While the search for a cure continues, some Multiple Sclerosis patients have started to find their own healing with medical cannabis. Veteran Teri Heede, for example, turned to cannabis after her doctor told her there was nothing more they could do. The array of prescriptions she had been given had failed to manage her condition and had eaten away at her stomach lining, leaving her more ill than before. The doctors advised her to seek out alternative methods and after three weeks of treating herself with cannabis she was back on her feet. Now Heede uses her new-found energy to fight for cannabis patient rights.
“We need to make these herbal alternatives legal and available,” she warns “these pharmaceuticals are killing people.”
For Heede, cannabis has been a life-altering medicine, bringing back her ability to live a full and active life. MS is a chronic and unpredictable condition of the central nervous system, which affects more than 2.3 million people worldwide. This often debilitating disease can cause a wide variety of symptoms including intense chronic pain, paralysis, muscle spasms and even blindness. There is no cure for MS and while conventional medications exist to slow the progression of the disease and ease the symptoms, for many patients these options either fail, or leave them managing debilitating side effects. Liver problems, nerve damage, and hair loss are all possible side effects an MS patient might experience while on these medications, along with an increased susceptibility to viral infections like the flu.
Cannabis is used by many patients with MS for both symptom management and to slow the progression of the disease. And the research also backs up medical cannabis patients’ claims that it is helping with their condition. Unlike with many other conditions, there is actually a fair bit of specific medical research on cannabis’ efficacy for treating MS. Studies show positive results for patients smoking cannabis, taking whole plant cannabis extracts, or using an oral cannabis spray.
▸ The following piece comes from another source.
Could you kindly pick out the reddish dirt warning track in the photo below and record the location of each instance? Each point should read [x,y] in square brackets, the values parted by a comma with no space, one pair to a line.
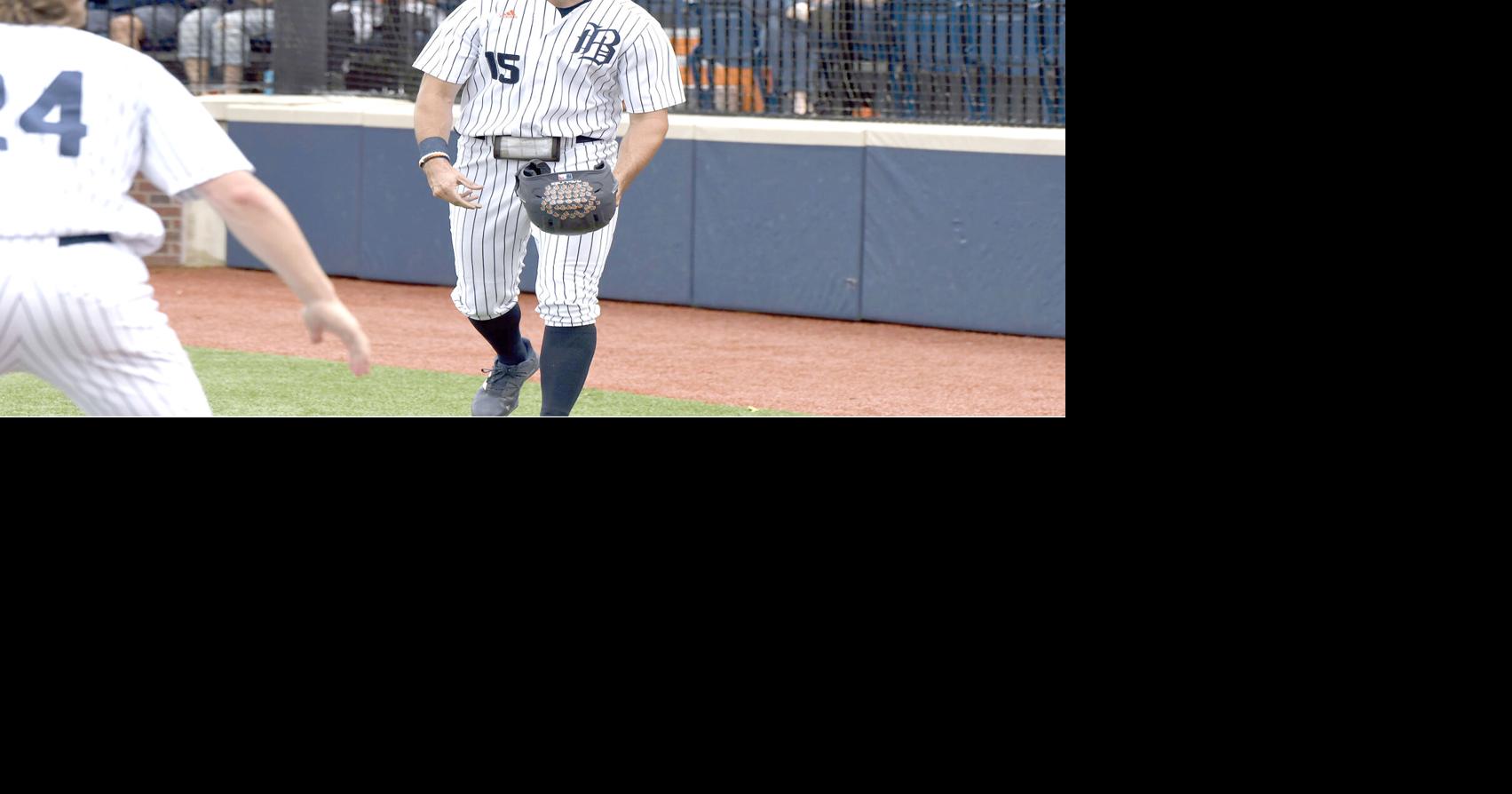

These methods of cannabis intake have been shown to help reduce many of the symptoms of MS ranging from inflammatory events to mood disturbances.
While negative side effects do sometimes occur for patients using cannabis for MS, most adverse events have been classified as mild or moderate by researchers. The most commonly reported adverse events being nausea and dizziness. Some doctors also warn that because of the increased risk of depression and suicide among MS patients, along with cannabis’ mood altering abilities, some patients (1 in 100) may be at risk for becoming more depressed while using some types of marijuana. Still for many patients, cannabis provides a safe and effective medicine for an incredibly challenging condition. Patients interested in trying cannabis for their MS should start by finding an MD who specializes in cannabinoid medicine to advise them on treatment.